Hi,
I’m trying to figure out why my model somewhat frequently produces non-finite gradients during optimization, that is, pystan outputs “Error evaluating model log probability: Non-finite gradient.” For most inputs the optimization eventually converges to a good solution, but sometimes it fails completely (line search fails to achieve sufficient decrease). I’ve also run into non-finite log probabilities, and those were quite easy to debug using print statements in the model code to check parameter and target() values. I’m trying to make sense of the non-finite gradients using the same approach.
So I have a bunch of print statements in my transformed parameters and model block and get output like this:
some_param [-0.787415,-0.0176929,-0.138075,-0.00557761,1.57621,0.132503,-0.0128881,-1.42206,- 0.989252,3.6584,-0.202712,-1.27918,-3.10609,0.377228,0.182052,0.488984,-1.09212,-0.00378332,-0.783191,-1.08679,-0.377807,-0.193036,-0.00835768]

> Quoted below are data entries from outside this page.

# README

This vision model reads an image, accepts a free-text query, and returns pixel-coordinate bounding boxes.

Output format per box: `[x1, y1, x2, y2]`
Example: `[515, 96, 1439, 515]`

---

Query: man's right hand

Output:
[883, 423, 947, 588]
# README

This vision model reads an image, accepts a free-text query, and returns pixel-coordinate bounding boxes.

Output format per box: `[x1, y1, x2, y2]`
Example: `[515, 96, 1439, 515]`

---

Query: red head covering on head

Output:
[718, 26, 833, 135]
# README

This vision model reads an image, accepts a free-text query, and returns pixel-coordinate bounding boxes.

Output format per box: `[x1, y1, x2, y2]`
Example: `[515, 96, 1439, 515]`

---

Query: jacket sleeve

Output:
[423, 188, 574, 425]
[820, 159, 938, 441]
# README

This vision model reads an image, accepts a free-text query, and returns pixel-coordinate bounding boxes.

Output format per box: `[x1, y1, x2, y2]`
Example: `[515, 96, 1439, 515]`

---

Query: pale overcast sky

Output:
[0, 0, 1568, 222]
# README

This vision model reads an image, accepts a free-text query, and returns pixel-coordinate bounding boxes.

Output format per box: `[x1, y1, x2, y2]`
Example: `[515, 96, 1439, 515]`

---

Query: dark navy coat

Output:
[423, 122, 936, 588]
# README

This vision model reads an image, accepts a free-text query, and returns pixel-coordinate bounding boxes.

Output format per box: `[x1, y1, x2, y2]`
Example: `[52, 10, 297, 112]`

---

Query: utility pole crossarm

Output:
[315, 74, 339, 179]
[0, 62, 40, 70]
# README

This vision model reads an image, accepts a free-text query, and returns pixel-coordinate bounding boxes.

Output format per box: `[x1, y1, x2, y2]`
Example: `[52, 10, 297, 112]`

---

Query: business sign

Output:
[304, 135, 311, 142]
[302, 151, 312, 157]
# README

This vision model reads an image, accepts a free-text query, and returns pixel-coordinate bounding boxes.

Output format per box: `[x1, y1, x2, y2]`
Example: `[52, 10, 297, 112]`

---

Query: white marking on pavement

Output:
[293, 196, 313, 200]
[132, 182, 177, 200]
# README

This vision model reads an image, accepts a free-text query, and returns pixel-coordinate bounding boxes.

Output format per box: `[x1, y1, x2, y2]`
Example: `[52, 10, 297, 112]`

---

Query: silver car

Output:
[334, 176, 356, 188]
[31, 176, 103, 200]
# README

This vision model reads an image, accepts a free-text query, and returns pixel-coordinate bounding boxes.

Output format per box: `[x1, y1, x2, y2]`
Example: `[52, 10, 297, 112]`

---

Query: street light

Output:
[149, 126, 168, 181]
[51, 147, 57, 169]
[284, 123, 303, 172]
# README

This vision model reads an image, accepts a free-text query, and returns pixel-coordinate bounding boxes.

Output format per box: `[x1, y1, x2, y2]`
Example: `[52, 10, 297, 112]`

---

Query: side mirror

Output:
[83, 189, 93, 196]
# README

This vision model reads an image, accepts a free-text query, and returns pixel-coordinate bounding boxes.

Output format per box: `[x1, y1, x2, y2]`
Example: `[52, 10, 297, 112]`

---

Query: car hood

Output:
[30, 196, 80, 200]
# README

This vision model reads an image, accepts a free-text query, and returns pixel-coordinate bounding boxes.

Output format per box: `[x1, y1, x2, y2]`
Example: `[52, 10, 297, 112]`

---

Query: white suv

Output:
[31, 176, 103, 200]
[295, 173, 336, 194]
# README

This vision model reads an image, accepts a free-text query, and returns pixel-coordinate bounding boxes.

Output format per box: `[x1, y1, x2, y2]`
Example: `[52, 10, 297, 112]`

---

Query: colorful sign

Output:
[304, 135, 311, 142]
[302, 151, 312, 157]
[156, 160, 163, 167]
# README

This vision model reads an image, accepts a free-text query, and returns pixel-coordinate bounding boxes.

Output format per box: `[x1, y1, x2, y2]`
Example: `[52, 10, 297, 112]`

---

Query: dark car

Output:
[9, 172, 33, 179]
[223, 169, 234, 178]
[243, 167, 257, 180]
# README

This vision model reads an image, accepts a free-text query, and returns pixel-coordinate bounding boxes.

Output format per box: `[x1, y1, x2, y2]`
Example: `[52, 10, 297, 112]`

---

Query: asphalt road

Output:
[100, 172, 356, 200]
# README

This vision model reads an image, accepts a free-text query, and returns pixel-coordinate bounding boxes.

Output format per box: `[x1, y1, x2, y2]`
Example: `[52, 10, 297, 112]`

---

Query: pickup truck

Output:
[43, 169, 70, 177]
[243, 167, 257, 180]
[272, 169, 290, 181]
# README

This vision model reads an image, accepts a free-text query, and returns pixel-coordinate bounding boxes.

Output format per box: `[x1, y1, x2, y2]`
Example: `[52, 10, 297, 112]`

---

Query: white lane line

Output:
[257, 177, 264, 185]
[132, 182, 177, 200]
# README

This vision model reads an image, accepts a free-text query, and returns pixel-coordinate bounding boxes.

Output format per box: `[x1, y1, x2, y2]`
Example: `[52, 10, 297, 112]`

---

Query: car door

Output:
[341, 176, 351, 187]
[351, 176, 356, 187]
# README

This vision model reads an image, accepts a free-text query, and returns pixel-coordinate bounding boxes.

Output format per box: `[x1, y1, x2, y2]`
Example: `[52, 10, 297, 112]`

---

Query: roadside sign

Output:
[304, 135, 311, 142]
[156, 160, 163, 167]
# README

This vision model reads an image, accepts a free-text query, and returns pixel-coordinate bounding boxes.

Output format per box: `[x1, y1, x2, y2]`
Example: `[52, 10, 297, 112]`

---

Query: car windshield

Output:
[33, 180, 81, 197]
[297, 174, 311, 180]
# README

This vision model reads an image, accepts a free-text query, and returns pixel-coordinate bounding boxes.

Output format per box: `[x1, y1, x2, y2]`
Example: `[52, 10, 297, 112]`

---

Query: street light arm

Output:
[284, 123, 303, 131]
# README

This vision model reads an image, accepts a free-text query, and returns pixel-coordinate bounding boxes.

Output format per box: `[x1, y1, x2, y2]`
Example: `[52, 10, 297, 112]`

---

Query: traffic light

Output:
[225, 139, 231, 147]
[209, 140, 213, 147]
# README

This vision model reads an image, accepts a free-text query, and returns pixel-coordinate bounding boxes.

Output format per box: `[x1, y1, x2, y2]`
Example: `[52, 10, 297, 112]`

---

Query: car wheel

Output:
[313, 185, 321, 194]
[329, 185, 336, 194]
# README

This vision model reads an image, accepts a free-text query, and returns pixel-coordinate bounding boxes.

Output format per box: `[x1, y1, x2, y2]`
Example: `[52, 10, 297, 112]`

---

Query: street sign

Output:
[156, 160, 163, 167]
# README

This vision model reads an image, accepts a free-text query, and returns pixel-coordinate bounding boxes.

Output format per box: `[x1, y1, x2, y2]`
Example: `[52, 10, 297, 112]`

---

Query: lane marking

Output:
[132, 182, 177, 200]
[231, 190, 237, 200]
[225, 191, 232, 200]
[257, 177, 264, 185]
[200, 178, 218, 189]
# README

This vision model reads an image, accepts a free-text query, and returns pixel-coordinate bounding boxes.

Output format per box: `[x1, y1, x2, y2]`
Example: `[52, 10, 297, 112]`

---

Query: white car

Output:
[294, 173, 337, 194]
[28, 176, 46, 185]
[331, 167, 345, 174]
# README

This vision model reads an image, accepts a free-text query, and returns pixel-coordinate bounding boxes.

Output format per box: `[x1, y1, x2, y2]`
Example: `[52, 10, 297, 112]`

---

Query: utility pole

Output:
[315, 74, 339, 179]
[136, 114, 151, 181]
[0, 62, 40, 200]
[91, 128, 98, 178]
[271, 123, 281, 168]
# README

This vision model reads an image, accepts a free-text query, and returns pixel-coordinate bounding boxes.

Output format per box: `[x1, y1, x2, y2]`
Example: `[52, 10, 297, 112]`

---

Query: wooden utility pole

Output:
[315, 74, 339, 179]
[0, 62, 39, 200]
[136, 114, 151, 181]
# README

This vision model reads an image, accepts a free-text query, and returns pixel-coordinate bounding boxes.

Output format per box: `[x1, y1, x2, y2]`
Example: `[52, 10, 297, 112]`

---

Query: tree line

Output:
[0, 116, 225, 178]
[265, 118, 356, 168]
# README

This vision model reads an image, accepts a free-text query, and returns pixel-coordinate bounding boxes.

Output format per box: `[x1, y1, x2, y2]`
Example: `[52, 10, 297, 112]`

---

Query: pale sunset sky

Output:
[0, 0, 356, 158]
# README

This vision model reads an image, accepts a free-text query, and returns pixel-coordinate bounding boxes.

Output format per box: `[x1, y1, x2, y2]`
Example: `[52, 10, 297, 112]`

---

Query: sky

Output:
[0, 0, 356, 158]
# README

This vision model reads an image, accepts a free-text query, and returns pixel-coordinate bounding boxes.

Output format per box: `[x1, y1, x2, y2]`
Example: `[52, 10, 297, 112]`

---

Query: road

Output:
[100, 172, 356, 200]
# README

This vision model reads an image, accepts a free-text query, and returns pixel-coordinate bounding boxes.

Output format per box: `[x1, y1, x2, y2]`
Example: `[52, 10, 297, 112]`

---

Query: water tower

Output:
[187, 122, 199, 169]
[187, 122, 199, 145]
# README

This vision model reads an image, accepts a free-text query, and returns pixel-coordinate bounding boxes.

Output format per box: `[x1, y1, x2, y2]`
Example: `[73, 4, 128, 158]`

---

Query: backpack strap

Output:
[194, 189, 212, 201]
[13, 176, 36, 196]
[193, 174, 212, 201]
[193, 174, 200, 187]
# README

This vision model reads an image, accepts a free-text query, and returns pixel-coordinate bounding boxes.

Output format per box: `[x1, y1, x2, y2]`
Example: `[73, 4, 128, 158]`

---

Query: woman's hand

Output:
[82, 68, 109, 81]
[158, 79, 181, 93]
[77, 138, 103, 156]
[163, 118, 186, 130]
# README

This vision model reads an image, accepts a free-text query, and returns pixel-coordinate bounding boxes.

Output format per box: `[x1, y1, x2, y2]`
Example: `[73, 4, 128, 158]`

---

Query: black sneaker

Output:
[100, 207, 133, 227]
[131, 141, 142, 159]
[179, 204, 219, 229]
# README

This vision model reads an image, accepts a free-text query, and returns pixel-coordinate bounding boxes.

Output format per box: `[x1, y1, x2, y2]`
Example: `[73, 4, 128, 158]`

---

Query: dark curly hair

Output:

other_param [1.71227,0.143906,1.56351,0.754314,0.527952,0.256066,1.03616,0.744728,0.176095,0.952388,0.767451,2.4377,0.730618,0.195325,0.354271,0.398495,4.74154,1.85329,1.3436,0.311192,0.361299,0.255751,0.759178,0.256067,0.330403,0.00490886,0.42123,0.151361,0.932506,3.64964,0.173603,2.23444,0.0252843,2.17365,0.604526]
log density at end of model block 11160.4
Error evaluating model log probability: Non-finite gradient.
If we denote by X the point in parameter space whose values are printed just before the “non-finite gradient” error message, does that error message come from evaluating the gradient at X? This is what I assumed at first, but I don’t see why the gradient would blow up at X, and it occurred to me that the error message might actually come from evaluating the gradient at some other point (like maybe X+d obtained by performing a line search from X in some direction). I’m using the default L-BFGS if that makes a difference.
Are there any other ways to get more information about what’s going on under the hood? So far I’ve only used pystan, but I could try rstan as well if it would help with debugging.
(Unfortunately I can’t really share the model or the data, so I’m just asking about debugging models in general.)